And perhaps review the impartiality of the judges in each country while they’re at it. The ‘death and taxes’ expression should really be ‘death, taxes, and Cyprus giving Greece twelve points every year in Eurovision’ (among a few other country pairings). Ukraine’s entry was mediocre at best ffs.


----------



## MrCurry (May 15, 2022)

Loved the contest again this year, all the haters can go fuck themselves as I loved sweden, U.K., moldova, greece, Finland and a few others I’m forgetting already. 😍  I woke up with Jezebell! screaming around inside my head 😝

No one else saw Måneskin lady’s wardrobe malfunction? More cheeky than the Spanish arses.

I don’t resent Ukraine benefiting from a sympathy vote, but it’s a shame when the best song doesn’t win a music contest, but that‘s Eurovision ain’t it?

I really like the unpredictability of the split jury / public voting system.  roll on next year, can’t wait


----------



## gosub (May 15, 2022)

AverageJoe said:


> Well, that's the end of Ed Sheeran.
> 
> His songwriters will all be working for Sam now


 finally some good news


----------



## Numbers (May 15, 2022)

I dozed off about 6 songs in  and only woke up again when the voting started.

Gutted.


----------



## Lord Camomile (May 15, 2022)

This morning I discovered that Serbia's lyrics _were_ actually about Meghan Markle!   

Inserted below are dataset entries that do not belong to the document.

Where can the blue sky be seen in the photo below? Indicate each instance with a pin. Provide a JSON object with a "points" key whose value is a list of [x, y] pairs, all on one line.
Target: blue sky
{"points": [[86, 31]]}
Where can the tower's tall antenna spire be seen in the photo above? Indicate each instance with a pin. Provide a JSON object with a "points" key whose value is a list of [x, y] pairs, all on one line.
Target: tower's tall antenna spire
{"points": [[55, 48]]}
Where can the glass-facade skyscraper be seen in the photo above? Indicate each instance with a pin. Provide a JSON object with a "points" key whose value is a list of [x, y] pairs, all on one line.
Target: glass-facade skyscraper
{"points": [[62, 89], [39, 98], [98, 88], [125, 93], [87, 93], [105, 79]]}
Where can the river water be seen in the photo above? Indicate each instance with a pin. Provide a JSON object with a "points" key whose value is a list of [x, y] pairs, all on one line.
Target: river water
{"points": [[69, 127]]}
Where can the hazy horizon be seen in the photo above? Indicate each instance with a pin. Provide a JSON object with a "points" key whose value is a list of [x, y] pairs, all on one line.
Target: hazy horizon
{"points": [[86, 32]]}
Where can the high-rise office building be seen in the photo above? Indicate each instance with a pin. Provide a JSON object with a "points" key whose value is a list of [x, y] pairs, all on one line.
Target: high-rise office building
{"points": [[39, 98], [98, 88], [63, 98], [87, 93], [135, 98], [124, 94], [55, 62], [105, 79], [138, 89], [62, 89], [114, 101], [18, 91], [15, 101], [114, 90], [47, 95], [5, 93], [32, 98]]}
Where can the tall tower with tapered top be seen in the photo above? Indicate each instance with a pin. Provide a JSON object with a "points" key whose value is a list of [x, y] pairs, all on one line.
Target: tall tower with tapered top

I figured it was just a Serbian phrase that sounded like "Meghan Markle"


----------



## rutabowa (May 15, 2022)

Perfect result in every way imo.


----------



## Numbers (May 15, 2022)

We’re gonna watch it (again), Mrs N dozed off too so even tho’ we know the result we feel the need to finish it.


----------



## onenameshelley (May 15, 2022)

Numbers said:


> We’re gonna watch it (again), Mrs N dozed off too so even tho’ we know the result we feel the need to finish it.


Mikas medley is worth it alone tbh.


----------



## Indeliblelink (May 15, 2022)

Have we all seen the stuff about jury voting irregularities in the 2nd semi-final and those countries having their votes in the final decided for them?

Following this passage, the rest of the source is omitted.